Tuesday, April 6, 2010

Back to the Great Outdoors

Since the Grey Horse was coated in mud today with no hope of getting him in a rideable condition AND riding during my lunch hour, I decided to take Ace outside for a walkabout. I didn't even bother with a chain over his nose. I just snapped a rope on him, grabbed the Whapper and headed out. Mom was putting Face-Off back in the barn from the outdoor arena. This got Ace all charged up. He's very good about staying "with" me even though you and I both know that if he wanted to he could just take off and leave me standing there. That's the important part of handling horses.... keeping them from realising that they can leave whenever they want. I was also having visions of him reaching over and picking me up by my arm. But thanks to the Whapper as both a chew toy and a horse-warding-off-device all was well. So now I have 600 pounds of dynamite rocketing around on the end of a rope, an open gate, and an empty arena. What would you do? Yup, put the horse in the fence and let go. So that's just what I did.

Ace had a ball. It has been a long time since he was up in the arena. He was a little anxious about being that far from the barn, but he does go out in the back pasture by himself so he more accustomed to being out in the open alone. He trit-trotted around a little, but really he wanted me to play with him, and I did a little. I didn't want him to just run around like a mad man though. He remembered his "whoa-stand" lesson from last week, and I could call him over and he would dance up to me and stand while I talked to him and calmed him. He did get up some good speed, but the problem with that is it was slippery near the gate, and horses never factor in lack of friction when figuring out when and how hard to apply the brakes.

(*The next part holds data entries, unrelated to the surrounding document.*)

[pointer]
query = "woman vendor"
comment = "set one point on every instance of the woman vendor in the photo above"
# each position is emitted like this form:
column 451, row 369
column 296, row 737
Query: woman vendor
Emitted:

So we got a few pictures of him showing off, and one of us going for a walk using the Whapper instead of a rope. If I could get him to focus a little better, I'm sure I could teach him to play Fetch.

Before going back to the barn we spent a few minutes walking circles in the yard while he calmed down. Pretty soon he was investigating things and thinking about where he was instead of where he was not (the barn).

Then we stopped off at the hitching rail to tie for a few minutes.

And back to the barn for lunch.


Karen said...

Wow he is growing up to be a beautiful boy! Very cute how he chews on everything ... altho I am sure very annoying. Love your blog!

Pony Girl said...

He's such a lovely bay- and boy!! Very handsome. At the barn I ride at, all the ASB's are some form of chestnut, except for one gray. Someone told me that bays and grays are not overly common in Saddlebreds?
Is his need to chew just a young thing, will he become less mouthy as he matures or is discouraged? I noticed that two of the ASB's I ride a the stable are both very mouthy. One is 11 and the other is 4.

Leah said...

what a very handsome fella you've got there! I hope you wanted a saddle seat horse, he sure looks the part! Or- how gorgeous would he be in harness?! You can come stay with me and work with our driving trainer if you want. ;)

Ponygirl- I'm going to answer for Brita here, but I would say, that is true, chestnut is by far the most common ASB color. Bay is probably second, and probably pinto is the next. Grey and black are relatively uncommon (well, grey at least in parts of the country where there isn't a lot of Winsdown blood) and palomino and buckskin are pretty rare.

Chewing is probably in relation to age- most babies chew on things- humans, puppies, horses, etc. It soothes the pain of teething, and is one of their ways to explore the world. I'm sure with time and training that will decrease, but Louie is still quite mouthy at 4. This is why I put up a sign on his stall asking people to please not give him treats and to pet at their own risk. lol

SmartAlex said...

It seems that some bloodlines are more mouthy. Grey is still mouthy, but mild in relation to Ace. None of our others have been mouthy at all.

I read somewhere that the original common color for Saddlebreds was black or bay with two hind socks. The reason for this is that Gaines' Denmark was black, and he sired many blacks and bays. These days, most ASBs trace to the Harrison Chief family. Harrison Cheif was also bay.

But over the years, as our gene pool has narrowed to the Sultan and Commander lines, chestnut has slowly wiped out the bay. Grey is making a good comeback as it is more popular than it was a hundred years ago (too hard to keep clean).